Die Hitze drückt, und der Boden ist trocken. Die Autos wirbeln Staub auf. Ein Spaziergänger mit weißen Haaren blickt der Gruppe, allesamt mit Heilbronner Kennzeichen, hinterher. Ungläubig verdreht er die Augen. Kommen Ende Mai rund 350 Pfadfinder nach Sennfeld, wird sich seine Verwunderung noch steigern. Im Waldstück angekommen, rattert schon die Motorsäge. Jeweils zwei Pfadfinder schleppen die Stämme, die sie später als Zeltstangen benutzen. Keine Arbeit für Schwächlinge. Simon verzieht das Gesicht - ihm ist die Anstrengung anzusehen. „Von denen brauchen wir 200 Stück“, so der Heilbronner Student, der schon seit 13 Jahren dabei ist. Damals versprach er, sich an die Pfadfindergesetze zu halten.

Luisa Dollinger (links) und Claudia Dederer genehmigen sich eine Pause.
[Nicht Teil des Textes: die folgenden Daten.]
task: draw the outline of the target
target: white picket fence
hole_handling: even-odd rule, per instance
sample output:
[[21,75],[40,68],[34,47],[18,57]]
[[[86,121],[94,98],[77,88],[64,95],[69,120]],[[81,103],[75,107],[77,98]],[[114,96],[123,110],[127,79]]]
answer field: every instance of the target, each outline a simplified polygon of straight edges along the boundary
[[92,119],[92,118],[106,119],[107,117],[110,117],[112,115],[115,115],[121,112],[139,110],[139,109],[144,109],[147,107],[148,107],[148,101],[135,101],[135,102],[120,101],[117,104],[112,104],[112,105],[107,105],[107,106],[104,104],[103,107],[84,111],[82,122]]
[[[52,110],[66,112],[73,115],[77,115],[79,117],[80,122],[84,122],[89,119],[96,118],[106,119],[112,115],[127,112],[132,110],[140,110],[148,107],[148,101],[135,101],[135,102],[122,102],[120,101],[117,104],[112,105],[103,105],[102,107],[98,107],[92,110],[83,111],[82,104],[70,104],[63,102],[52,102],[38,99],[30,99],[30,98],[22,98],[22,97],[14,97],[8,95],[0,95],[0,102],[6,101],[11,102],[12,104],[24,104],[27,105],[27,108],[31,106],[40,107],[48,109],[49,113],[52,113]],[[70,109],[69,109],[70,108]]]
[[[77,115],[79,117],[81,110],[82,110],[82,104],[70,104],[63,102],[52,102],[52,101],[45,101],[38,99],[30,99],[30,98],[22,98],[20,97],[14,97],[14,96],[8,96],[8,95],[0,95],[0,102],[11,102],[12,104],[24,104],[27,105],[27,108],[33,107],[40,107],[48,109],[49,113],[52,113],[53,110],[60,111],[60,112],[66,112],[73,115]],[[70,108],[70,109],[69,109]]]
In diesen werden Treue, Kameradschaft und Hilfsbereitschaft verlangt. Von jedem. „Einmal Pfadfinder, immer Pfadfinder. Das ist eine Lebenseinstellung“, sagt der 27-jährige Steffen voller Überzeugung. Trotz der anstrengenden Vorbereitungen auf das Pfingstlager gönnen sich die Pfadfinder zwischendurch eine Pause. Sie bilden einen Kreis und klatschen in die Hände. Sie nennen das ihren afrikanischen Sonnentanz. Steffen: „Damit verbreiten wir gute Stimmung. Ein Pfadfinder singt, pfeift und lacht in allen Lebenslagen.“

Danach stimmen sie noch ein Lied an. Vico greift in die Saiten. Mit jeder Strophe werden sie befreiter. Sie singen sich in einen Rausch. Jeder will der Lauteste sein. Gemeinsam, wie sie es am liebsten haben, sind sie unschlagbar. „Sind wir einmal fortgezogen, dorthin, wo es uns gefällt, bringt auch unser Regenbogen neue Farben in die Welt“, heißt es in ihrem „Regenbogenlied“, das sie immer singen, wenn sie sich treffen. Es passt auch zum heutigen Tag, an dem es die Pfadfinder in ein Dorf im Neckar-Odenwald-Kreis verschlagen hat. Hier fühlen sie sich wohl. Das ist ihre Welt. Wer in die Gesichter der Pfadfinder schaut, kann es sehen.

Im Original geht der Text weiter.